インド与党連合、過半数確保も議席大幅減 モディ氏求心力に影響も 総選挙開票

AI要約

インドで下院総選挙の開票が行われ、与党連合が過半数の議席を獲得する見通し。モディ首相が3期目に入る見込みもあるが、求心力低下の懸念も。

与党連合は得票が伸び悩み、特に北部ウッタルプラデシュ州で苦戦。有権者の不満が反映されたとみられる。

野党陣営は貧富の格差拡大などを主張し、弱者への支援拡充をアピール。選挙は4月19日から7回に分けて行われた。

【ニューデリー=森浩】インドで4日、下院(定数545)総選挙の開票が行われ、モディ首相(73)のインド人民党(BJP)を軸とする与党連合が過半数の議席を獲得する見通しとなった。
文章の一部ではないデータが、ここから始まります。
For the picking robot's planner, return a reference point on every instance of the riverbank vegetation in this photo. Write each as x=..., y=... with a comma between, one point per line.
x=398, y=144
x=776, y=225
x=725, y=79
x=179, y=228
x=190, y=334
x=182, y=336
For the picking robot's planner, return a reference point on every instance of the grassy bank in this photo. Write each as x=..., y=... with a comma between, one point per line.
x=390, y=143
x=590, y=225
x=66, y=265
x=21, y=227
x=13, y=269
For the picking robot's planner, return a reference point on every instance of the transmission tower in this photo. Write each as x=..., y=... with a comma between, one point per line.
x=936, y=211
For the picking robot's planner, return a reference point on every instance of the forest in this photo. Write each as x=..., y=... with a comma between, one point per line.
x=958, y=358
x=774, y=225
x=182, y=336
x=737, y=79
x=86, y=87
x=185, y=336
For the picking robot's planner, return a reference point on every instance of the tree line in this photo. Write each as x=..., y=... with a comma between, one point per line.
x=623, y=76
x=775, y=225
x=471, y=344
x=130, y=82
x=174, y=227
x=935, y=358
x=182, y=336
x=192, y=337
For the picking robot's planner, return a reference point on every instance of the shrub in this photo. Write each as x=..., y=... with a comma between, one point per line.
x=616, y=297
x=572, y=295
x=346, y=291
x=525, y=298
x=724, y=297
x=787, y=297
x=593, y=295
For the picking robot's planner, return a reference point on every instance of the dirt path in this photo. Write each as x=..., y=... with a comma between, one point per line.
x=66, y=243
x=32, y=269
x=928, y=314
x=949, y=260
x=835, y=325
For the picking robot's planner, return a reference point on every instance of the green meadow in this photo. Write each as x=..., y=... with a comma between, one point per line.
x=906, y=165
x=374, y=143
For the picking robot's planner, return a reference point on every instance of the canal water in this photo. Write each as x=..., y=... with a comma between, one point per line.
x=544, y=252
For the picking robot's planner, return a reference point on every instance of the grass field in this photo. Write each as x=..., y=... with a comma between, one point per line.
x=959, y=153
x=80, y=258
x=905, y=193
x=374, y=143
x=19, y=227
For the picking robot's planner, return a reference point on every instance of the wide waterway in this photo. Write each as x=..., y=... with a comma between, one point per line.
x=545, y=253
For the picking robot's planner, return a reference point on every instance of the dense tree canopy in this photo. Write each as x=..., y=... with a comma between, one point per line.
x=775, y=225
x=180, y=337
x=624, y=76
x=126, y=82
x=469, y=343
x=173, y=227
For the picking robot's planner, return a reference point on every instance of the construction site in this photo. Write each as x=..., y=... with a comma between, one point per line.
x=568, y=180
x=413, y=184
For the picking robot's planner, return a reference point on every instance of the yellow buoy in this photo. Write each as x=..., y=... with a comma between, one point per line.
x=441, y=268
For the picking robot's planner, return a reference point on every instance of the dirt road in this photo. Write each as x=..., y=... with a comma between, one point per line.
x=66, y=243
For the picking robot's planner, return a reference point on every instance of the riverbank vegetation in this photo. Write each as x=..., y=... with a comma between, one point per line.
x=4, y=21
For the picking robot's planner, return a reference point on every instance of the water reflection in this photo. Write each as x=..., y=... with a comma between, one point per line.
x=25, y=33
地元メディアが伝えた。モディ氏は初代首相ネール以来となる連続3期目に入る見込み。だが、BJP単独で過半数は確保できない見通し。与党連合は議席数を大幅に減らすもようで、モディ氏の求心力低下につながる恐れがある。

複数の地元メディアによると、与党連合は全国的に得票が伸び悩み、特に人口が最多の北部ウッタルプラデシュ州で苦戦した。前回2019年選挙では、BJP単独で303議席、与党連合で350議席以上を獲得したが、届かないとみられている。経済成長の恩恵が行きわたっていないという有権者の不満が反映されたとみられる。

BJPは選挙戦で、夏季五輪招致や高速鉄道網の拡大などの公約を発表した上で、人気の高いモディ氏を前面に押し出す戦略を取った。モディ氏は200回以上演説を行って、2期10年に及ぶ政権の実績をアピール。国民の約8割を占めるヒンズー教徒の支持固めに注力した。

野党陣営は、最大野党の国民会議派を軸に野党連合を形成した。強権的なモディ政権によって社会が分断され、貧富の格差が拡大したと主張。下層カースト(身分)の地位向上など弱者への支援拡充をアピールした。

今回の選挙は4月19日に投票が始まり、地域別に7回に分けて行われた。下院545議席のうち543議席が争われ、残る2議席は大統領が選出する。